Phase 2: The CA$48 billion ($35.6 billion) project backlog
Enbridge is already well underway in the next phase of its growth, having secured CA$48 billion of probability weighted projects. These projects run the gamut from oil and gas pipelines to renewable energy developments, including both expansions of current systems and greenfield projects. Two notable expansion opportunities include the possibility of constructing 112 MW additional generating capacity at its 497 MW Hohe See offshore wind farm development in German and the potential capacity expansion of its T-South mainline, which is currently running at full capacity.
In addition, the company has several greenfield projects in development. These include three offshore wind farms in France, a potential East Coast LNG project, and midstream projects across the U.S. and Canada. While it's unlikely that the company will build all the projects it has under consideration, it expects to move forward with a significant number of these projects.

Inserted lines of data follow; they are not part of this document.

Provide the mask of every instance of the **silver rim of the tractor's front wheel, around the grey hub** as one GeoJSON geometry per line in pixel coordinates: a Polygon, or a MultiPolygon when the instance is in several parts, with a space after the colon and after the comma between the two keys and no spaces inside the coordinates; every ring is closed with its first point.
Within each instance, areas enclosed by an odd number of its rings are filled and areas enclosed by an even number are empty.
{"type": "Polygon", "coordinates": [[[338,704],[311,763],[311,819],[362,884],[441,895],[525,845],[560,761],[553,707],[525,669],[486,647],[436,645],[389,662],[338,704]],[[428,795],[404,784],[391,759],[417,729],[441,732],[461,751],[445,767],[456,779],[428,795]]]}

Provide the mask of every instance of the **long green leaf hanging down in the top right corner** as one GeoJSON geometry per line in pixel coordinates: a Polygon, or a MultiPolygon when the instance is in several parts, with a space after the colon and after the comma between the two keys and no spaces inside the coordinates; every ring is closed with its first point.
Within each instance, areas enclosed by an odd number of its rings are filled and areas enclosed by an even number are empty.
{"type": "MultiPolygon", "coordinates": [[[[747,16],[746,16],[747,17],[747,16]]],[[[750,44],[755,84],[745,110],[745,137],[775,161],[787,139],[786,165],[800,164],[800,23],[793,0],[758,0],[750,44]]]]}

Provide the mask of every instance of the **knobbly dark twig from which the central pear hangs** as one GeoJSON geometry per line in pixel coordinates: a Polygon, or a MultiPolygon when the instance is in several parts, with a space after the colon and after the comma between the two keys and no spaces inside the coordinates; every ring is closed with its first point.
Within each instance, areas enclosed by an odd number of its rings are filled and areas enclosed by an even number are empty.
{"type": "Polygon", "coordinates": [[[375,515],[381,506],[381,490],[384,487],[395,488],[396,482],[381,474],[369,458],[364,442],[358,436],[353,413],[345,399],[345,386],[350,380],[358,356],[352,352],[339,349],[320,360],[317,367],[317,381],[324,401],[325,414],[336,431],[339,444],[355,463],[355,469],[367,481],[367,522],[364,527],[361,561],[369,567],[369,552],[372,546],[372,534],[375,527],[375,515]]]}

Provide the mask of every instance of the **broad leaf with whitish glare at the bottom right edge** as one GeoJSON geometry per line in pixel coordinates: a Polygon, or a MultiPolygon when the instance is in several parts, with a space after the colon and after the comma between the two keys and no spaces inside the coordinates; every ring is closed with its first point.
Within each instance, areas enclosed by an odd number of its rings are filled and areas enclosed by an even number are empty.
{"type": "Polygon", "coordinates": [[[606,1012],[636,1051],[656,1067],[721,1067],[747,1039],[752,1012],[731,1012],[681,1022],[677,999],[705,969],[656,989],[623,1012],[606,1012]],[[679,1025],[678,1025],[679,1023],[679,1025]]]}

That's why Enbridge remains confident that it can hit its ambitious dividend growth goal and increase the payout 10% to 12% annually all the way through 2024. What's most impressive about that forecast is that none of its rivals even come close to matching it. For example, TransCanada (NYSE:TRP) only expects to grow its payout 8% to 10% annually through 2020, while ONEOK (NYSE:OKE) intends to increase its payout 9% to 11% per year through 2021. Most others either offer vague projections, expect to grow at a lower rate, or haven't put out a long-term dividend growth forecast yet. That's what makes Enbridge's forecast so remarkable -- it is so much bigger than rivals', including that of both TransCanada and ONEOK, which means it has a larger hurdle to jump. The fact that it expects to outgrow its smaller competitors shows just how robust of a backlog it has put together.
Enbridge is already the largest energy infrastructure company in North America. However, just because it's king of the hill doesn't mean it plans to take its foot off the gas. Quite the contrary, since it has secured the largest capital project backlog in the sector, which should drive peer-leading dividend growth over the next several years. That forecast suggests the Enbridge's best days are clearly in front of it.